Sunday, March 29, 2009

Morale busters

Morale in the ER is definitely down. ts as low as I have ever seen it. There is NO overtime available (where this time last year I could call in and pick up as many as I wanted), people are on edge about getting canned for any little fuck-up and we are elbows to assholes busy all the time, even at night.

What is truly appalling is the LACK of competence that seems to run wild. I actually heard someone say "if they aren't going to pay for my ACLS then I'm just not going to take it." I was nearly shaking I was so pissed off! I actually gave report to the stupidest nurse ever the other day. We had just tubed a Xanax and etoh OD and the doctor (a known jokster) told her we would keep the patient down with rectal tylenol and lidocaine. Her answer was.... "can we give a little versed too?" HOLY SHIT!!! She wasn't kidding.

I just had to start triage AKA Tri-agony. We have the screener who has to put people in the computer and get the general idea of what brought them in (and is responsible for incessantly calling to see if so-and-so can have a visitor) and then there is straight old-fashioned why the hell-are-you-here triage. Everyone has 10/10 pain and some sort of psych disorder that means they just can't wait in the waiting room. What I've noticed is that certain nurses will handle the flow of patients well, where others get the mentality that everyone seriously needs to go straight back. I swear I had a nurse bring me a bleeding hemorrhoid right back....a stable patient. Ugh.
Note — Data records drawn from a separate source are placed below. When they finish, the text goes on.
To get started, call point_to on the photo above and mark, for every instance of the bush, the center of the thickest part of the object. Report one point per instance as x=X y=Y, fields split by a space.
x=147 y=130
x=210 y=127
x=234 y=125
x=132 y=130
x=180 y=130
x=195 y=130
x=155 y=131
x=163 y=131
But on that note, some nurses are truly nasty when you bring patients back. There is one (one of the unhappy bitches I have mentioned before) who gives a smart comment no matter what you bring. An 88 year old with chest pain and dizziness??? Gets an eye roll and the paper snatched out of my hands so hard I got a paper cut.

Another morale dropper.... here is a situation that one of my friends found herself in...

50-something guy with chest pain. EKG shows not an acute MI, but changes that warrant a trip to the ICU. He has lines x2 and is still having pain. We have a pathway that gets followed in this situation. The first year ED resident wanted the nurse to start a nitro drip.... at 100mcg. Ummm.... we tend to start at 20mcg (3cc/hr) and titrate up based on pain and BP. When the nurse refused the intern gave her a hard time and then changed her order to 3cc/hr (she still didn't know the dosing). The nurse still refused 1)because the intern obviously didn't know what the correct does was and 2) the patient's blood pressure had dropped to 90 systolic. Our policy states that we don't start nitro drips on systolics 90 or below. The attending told her to start it and she still refused. She went to the nursing coordinator in the ED who told her she had to do the order and threatened her with insubordination if she didn't! Ummm.... I thought the Nurse Practice Act allowed us to not give something if we were uncomfortable with it and could articulate why. So she had to meet with her nurse manager (who is a complete C*^T) and then had to schedule a meeting with all of nursing leadership and the physicians in question. She wisely went to our head nurse manager, explained her story and was promptly let off the hook. Still... thats a frightening realization..... in a teaching facility that nursing with years of experience beyond the resident can get in trouble for not following through on an incorrect order.

God I miss flying!


Anonymous Anonymous said...

So... you are saying that maybe nursing school is not the best place to think about?

10:21 PM  
Blogger DianneR said...

Just so you'll know that people like me don't forget about people like you. I was an ER nurse forever and I think about you guys every day.

11:50 PM  
Blogger Debbie Does Nothing said...

So if the nurse follows an order she knows is wrong and kills the patient, doesn't she get sued too? The whole world if F'd up, not just the ER but damn, I'm glad I don't work there.